On Sunday, January 26, Spotify and Universal Music Group (UMG) released a joint statement officially announced a multi-year partnership to work on restructuring Spotify's subscription service. The plan aims to introduce "new paid subscription tiers, bundling of music and non-music content, and a richer audio and visual content catalog" to create a more "artist-centric" platform, according to the press release.
This recent partnership is the latest to adjust to the new era of "Streaming 2.0," a term to describe the streaming industries' strategic shift from prioritizing consumer growth to prioritizing consumer value. UMG Chairman and CEO Lucian Grainge outlined the tenets of "Streaming 2.0" on September 17, 2024 when he announced "big shifts" UMG would work toward with other streaming companies in the coming years, according to Complete Music Update. Instead of focusing on the simple business model of paying for unlimited streaming of a seemingly endless catalogue of music, UMG proposed a subscription-tier model that adjusts to the user's listening habits, more partnerships with merchandising companies, and adapting monetization rates for artists depending on their popularity.

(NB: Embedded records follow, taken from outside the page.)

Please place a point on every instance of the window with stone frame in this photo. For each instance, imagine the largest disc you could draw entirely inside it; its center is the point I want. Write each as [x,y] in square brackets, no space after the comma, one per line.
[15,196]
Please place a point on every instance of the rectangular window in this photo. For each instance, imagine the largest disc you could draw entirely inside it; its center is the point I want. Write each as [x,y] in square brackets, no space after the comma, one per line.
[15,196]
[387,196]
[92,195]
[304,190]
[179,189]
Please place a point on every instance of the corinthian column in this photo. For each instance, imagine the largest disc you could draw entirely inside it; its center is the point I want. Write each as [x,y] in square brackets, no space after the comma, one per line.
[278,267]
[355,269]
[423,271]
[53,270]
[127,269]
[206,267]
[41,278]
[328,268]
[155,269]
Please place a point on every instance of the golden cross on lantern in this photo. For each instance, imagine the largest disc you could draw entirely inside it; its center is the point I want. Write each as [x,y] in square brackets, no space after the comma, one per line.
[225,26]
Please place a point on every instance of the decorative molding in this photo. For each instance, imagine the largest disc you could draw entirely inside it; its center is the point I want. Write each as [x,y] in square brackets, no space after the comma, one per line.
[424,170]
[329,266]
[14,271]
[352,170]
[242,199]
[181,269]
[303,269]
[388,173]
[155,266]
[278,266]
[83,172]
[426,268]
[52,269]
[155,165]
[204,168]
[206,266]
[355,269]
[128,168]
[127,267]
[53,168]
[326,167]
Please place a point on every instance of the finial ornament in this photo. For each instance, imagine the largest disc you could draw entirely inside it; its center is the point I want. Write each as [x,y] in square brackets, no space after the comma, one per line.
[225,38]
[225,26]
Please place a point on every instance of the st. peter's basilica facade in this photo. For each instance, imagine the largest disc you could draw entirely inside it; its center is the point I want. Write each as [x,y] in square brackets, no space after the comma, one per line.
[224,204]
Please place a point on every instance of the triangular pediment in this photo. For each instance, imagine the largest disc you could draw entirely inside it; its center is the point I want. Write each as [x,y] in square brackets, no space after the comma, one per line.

UMG officially partnered with Amazon Music on December 22, 2024 to accomplish some of the goals of "Streaming 2.0," striking a deal to increasing subscriber engagement with their favorite artists. The plan will introduce subscription tier services for access to exclusive content and partnerships with merchandising companies and non-music content, according to Variety. UMG will also work toward directing more streaming revenue and royalties to the aritsts uploading music to the platform, as well as protecting their music from unlawful AI-generated content, misattribution, and fraud.
The multi-year partnership with Spotify follows Grainge's new vision in a similar way. "When we first presented our vision for the next stage in the evolution of music subscription several months ago," said Grainge in the press release, "this is precisely the kind of partnership development we envisioned." He continued,
"This agreement furthers and broadens the collaboration with Spotify for both our labels and music publisher, advancing artist-centric principles to drive greater monetization for artists and songwriters, as well as enhancing product offerings for consumers.”
Daniel Ek, founder and CEO of Spotify, added:
“For nearly two decades, Spotify has made good on its commitment to return the music industry to growth, ensuring that we deliver record payouts to the benefit of artists and songwriters each new year. This partnership ensures we can continue to deliver on this promise by embracing the certainty that constant innovation is key to making paid music subscriptions even more attractive to a broader audience of fans around the world.”
Much of the goals outlined mirror those made in the December 2024 Amazon partnership, with a main emphasis on the implementation of a subscription tier service to incentivize listeners to pay more for exclusive content from their favorite artists. "By deepening audience experiences, driving further engagement and amplifying the connection between artists, songwriters and their fans," the press release writes, "the collaboration between these two companies will position the industry for continued subscriber growth and retention."
The official statement also addressed UMG's concerns with fraud, misattribution, and unlawful use of artists' music from generative AI companies. According to the press release,
"The new agreements also renew the companies’ commitment to artist-centric principles, ensuring that artists continue to be properly rewarded for the share of audience engagement that they drive and that their streaming royalties remain protected through the platform’s application of its fraud detection and enforcement systems."
Under the new partnership, both companies will attempt to eliminate monetization opportunities for pages with less than 1,000 monthly listeners and reallocate money from the general revenue pool to established artists, according to Route Note. This decision will also theoretically assist in Spotify's on-going issue of streaming fraud, where fake pages take money from the revenue pool through automated plays of AI-generated music.
The joint statement also alludes to a potential solution to Spotify's current Premium Individual, Duo and Family plans that bundled access to music with audiobooks, which was the subject of controversy in May 2024. Under the current bundle subscription services, Spotify lowered the mechanical royalty rate (the percentage of royalties artists and labels collect per stream) to match the blanket license that applies to audiobooks. Last year, the Mechanical Licensing Collective (MLC) filed a lawsuit against Spotify for unpaid royalties, demanding repayment of the proposed loss to artists and future compliance, according to Music Week. Sunday's press release states:
"The new publishing agreement establishes a direct license between Spotify and Universal Music Publishing Group across Spotify’s current product portfolio in the U.S. and several other countries, which reinforces a mutually beneficial relationship for songwriters on the platform."
As of right now, there's no indication when these new changes will be made.